Overall, placebo patients suffered many more cumulative falls than Northera patients, but when you apply traditional biotech statistics to the data, it comes back not statistically significant.
This will be more discussion fodder for the Jan. 14 panel. Oliveto believes that panel members will use their common sense and reach the conclusion that Northera, by reducing dizziness, will also help prevent falls. I agree with him. This is a case where bio-stats don't add value.
One more issue: Durability, or lack thereof. Go back and look at the first graph. The primary endpoints of Study 301 and Study 306B assess dizziness after one week of treatment. A knock on Northera and a reason FDA rejected the drug last year was the absence of data demonstrating an extended benefit for NOH patients.

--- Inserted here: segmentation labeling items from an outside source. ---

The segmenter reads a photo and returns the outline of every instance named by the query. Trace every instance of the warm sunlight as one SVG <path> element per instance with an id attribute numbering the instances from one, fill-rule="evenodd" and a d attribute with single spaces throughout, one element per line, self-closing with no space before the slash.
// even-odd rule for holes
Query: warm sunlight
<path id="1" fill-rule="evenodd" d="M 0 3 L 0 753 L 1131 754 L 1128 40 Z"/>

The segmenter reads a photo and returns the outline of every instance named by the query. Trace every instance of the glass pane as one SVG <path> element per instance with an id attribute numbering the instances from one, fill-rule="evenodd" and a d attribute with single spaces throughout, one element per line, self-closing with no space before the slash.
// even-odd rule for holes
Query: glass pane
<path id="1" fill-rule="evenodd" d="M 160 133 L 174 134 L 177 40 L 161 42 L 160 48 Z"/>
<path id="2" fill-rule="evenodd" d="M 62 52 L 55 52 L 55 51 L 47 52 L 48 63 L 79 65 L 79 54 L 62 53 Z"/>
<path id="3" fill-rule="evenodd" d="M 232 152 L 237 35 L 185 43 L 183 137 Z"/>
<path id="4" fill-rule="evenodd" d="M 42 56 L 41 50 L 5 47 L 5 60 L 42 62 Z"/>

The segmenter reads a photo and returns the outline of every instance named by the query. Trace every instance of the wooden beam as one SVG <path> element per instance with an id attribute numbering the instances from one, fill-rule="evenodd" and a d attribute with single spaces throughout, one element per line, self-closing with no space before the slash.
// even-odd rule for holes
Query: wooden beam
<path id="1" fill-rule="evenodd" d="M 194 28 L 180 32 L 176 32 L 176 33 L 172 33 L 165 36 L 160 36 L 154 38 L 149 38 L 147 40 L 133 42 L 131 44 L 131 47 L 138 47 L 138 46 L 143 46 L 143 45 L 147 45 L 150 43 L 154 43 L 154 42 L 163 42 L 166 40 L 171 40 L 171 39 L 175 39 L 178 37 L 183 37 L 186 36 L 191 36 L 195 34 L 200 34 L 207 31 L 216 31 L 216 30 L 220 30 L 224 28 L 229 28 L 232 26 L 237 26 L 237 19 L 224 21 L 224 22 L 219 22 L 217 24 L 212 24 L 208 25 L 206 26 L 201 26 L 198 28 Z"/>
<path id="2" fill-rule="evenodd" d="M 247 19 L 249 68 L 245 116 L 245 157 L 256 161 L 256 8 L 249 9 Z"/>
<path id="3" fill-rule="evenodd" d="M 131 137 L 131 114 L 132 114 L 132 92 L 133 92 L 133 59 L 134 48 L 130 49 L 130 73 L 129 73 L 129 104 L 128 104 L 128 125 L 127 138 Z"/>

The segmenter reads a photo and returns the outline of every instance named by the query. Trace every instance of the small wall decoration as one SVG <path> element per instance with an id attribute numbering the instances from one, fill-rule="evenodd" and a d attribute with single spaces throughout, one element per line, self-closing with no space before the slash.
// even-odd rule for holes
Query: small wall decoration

Chelsea still lacks Northera durability data although Oliveto says FDA has signaled a willingness to approve based on 1-week benefit with a commitment to conduct a longer-term post-marketing study. Chelsea has designed another study which will enroll 450 NOH patients and assess a dizziness reduction endpoint at 12 weeks. The study will also look at fall reduction.
Oliveto said this "durability" study will begin enrolling patients before the end of the year as a demonstration of commitment to the FDA.
Chelsea anticipates fielding questions about durability during the Jan. 14 panel and will respond with data from Study 306B showing a positive trend in dizziness reduction favoring Northera extended out to 8 weeks. This trend is not statistically significant, however.
No one said Chelsea is going to have an easy time at the Northera FDA panel. Like in February 2012, the company will need to present its data well and be prepared to answer some tough questions. My confidence in a positive panel vote lies in the totality of the Northera data which makes a risk-benefit argument. [I should mention Northera's safety data across all the studies is excellent.]